HEWLETT, Sylvia Ann. Maternidade tardia: mulheres profissionais em busca de realização plena. Tradução de Grace Khawali. Osasco, SP: Novo Século, 2008. 287 p. Resenha de: SPONCHIADO, Justina Inês. A árida arte de conciliar carreira e plenitude nos vários âmbitos do viver. Revista Estudos Feministas v.19 n.1 Florianópolis Jan./Apr. 2011.

Doutora em Economia, Sylvia Ann Hewlett foi professora nas universidades de Cambridge, Columbia e Princeton; e fundadora presidente da ONG Center for Work-Life Policy. Autora de seis livros, articulista do New York Times, foi também a primeira mulher a presidir, nos anos 1980, o Conselho de Políticas Econômicas nos EUA. Vive em Nova York. Sua ação social dirige-se, sobretudo, a empresários e empresárias, apostando na formação de opinião e na construção de políticas que apoiem a família, na perspectiva de criar condições para que as mulheres possam conciliar carreira e vida.
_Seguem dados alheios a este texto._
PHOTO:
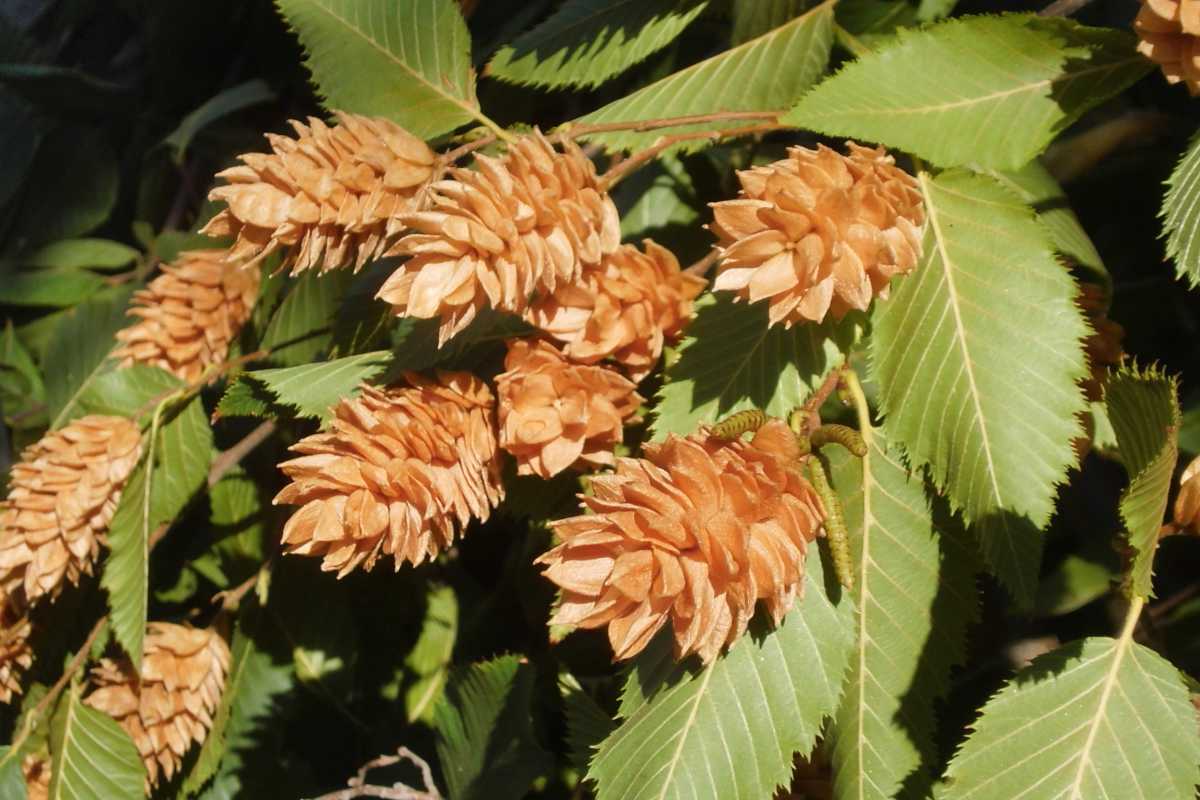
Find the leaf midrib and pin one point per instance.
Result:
(960, 331)
(473, 110)
(982, 98)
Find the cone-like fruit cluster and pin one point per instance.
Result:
(515, 226)
(400, 473)
(695, 533)
(555, 415)
(1170, 37)
(63, 495)
(16, 654)
(1187, 501)
(171, 707)
(190, 314)
(819, 233)
(334, 196)
(624, 308)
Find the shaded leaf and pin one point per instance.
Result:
(1145, 414)
(1095, 719)
(731, 360)
(586, 42)
(408, 60)
(731, 728)
(91, 756)
(763, 74)
(985, 332)
(486, 744)
(987, 90)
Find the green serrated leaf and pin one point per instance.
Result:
(731, 729)
(83, 253)
(313, 389)
(587, 723)
(91, 756)
(175, 468)
(78, 348)
(942, 91)
(485, 733)
(586, 42)
(1144, 410)
(1095, 719)
(913, 584)
(977, 354)
(1038, 188)
(768, 73)
(1181, 215)
(731, 360)
(408, 60)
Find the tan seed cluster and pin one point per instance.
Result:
(168, 708)
(625, 308)
(557, 415)
(189, 316)
(819, 233)
(496, 235)
(400, 473)
(1170, 37)
(334, 196)
(695, 533)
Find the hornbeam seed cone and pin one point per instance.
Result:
(171, 707)
(1169, 32)
(334, 196)
(556, 415)
(819, 233)
(496, 235)
(189, 316)
(625, 308)
(400, 473)
(694, 534)
(63, 495)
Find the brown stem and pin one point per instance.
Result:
(634, 126)
(360, 788)
(232, 457)
(635, 161)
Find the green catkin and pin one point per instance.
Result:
(835, 523)
(847, 438)
(735, 425)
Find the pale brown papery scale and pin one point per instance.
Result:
(61, 499)
(627, 308)
(400, 473)
(1169, 32)
(171, 708)
(496, 235)
(696, 534)
(819, 233)
(556, 415)
(189, 314)
(333, 194)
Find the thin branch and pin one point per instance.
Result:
(574, 130)
(360, 788)
(635, 161)
(233, 456)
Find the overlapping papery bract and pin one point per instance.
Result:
(496, 235)
(63, 495)
(169, 707)
(333, 196)
(819, 233)
(400, 471)
(555, 414)
(1170, 37)
(694, 534)
(624, 308)
(190, 314)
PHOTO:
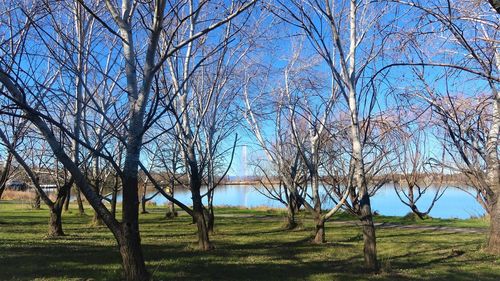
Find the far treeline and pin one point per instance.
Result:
(334, 97)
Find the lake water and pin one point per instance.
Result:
(455, 203)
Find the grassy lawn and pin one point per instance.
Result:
(250, 245)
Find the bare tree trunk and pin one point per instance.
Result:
(210, 212)
(55, 221)
(493, 176)
(171, 212)
(66, 202)
(5, 173)
(369, 239)
(129, 243)
(291, 208)
(36, 201)
(113, 202)
(143, 199)
(79, 201)
(198, 214)
(319, 234)
(494, 235)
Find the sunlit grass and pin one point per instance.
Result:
(250, 245)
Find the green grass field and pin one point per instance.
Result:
(250, 245)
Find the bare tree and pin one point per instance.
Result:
(469, 31)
Relativizando sua aposta irrestrita na família de modelo tradicional, colheremos elementos relevantes para as reflexões sobre relações de gênero, considerando a condição de mulheres profissionais heterossexuais. Depois do prefácio em que declara sua alegria de viver um casamento feliz e sua infinita paixão por ser mãe, expõe sua intensa luta para conciliar carreira e maternidade e para ter filhos mais tarde; sentimentos envolvidos ao sofrer um aborto de gêmeos iniciado durante um dia exaustivo e estressante de trabalho; críticas de colegas por engravidar, desviando-se do foco da carreira e do trabalho, e por insistir em ter [ainda] mais filhos. Ela conta como enfrentou – e confrontou – tudo isso.

Lança mão de elementos de sua área para argumentar por políticas que considerem a maternidade como potencialmente enriquecedora das mulheres profissionais: em vez de perder grandes potencialidades, as empresas e corporações e a sociedade em geral podem ganhar ao encontrar maneiras que favoreçam a conciliação da carreira e da vida pessoal – entendida como maternidade e casamento, e interações em grupos e redes de amizade – de suas profissionais de carreira. Sem isso, afirma, elas têm duras escolhas a fazer: a carreira OU os filhos e as filhas – e, na maioria dos casos que investigou, uma relação afetiva duradoura. A bandeira que levanta não é nova; intrigantes são os dados que ela aponta. Com tradução em alguns momentos duvidosa, o livro tem mesmo assim algo relevante a dizer a feministas e estudiosas – e estudiosos – de gênero.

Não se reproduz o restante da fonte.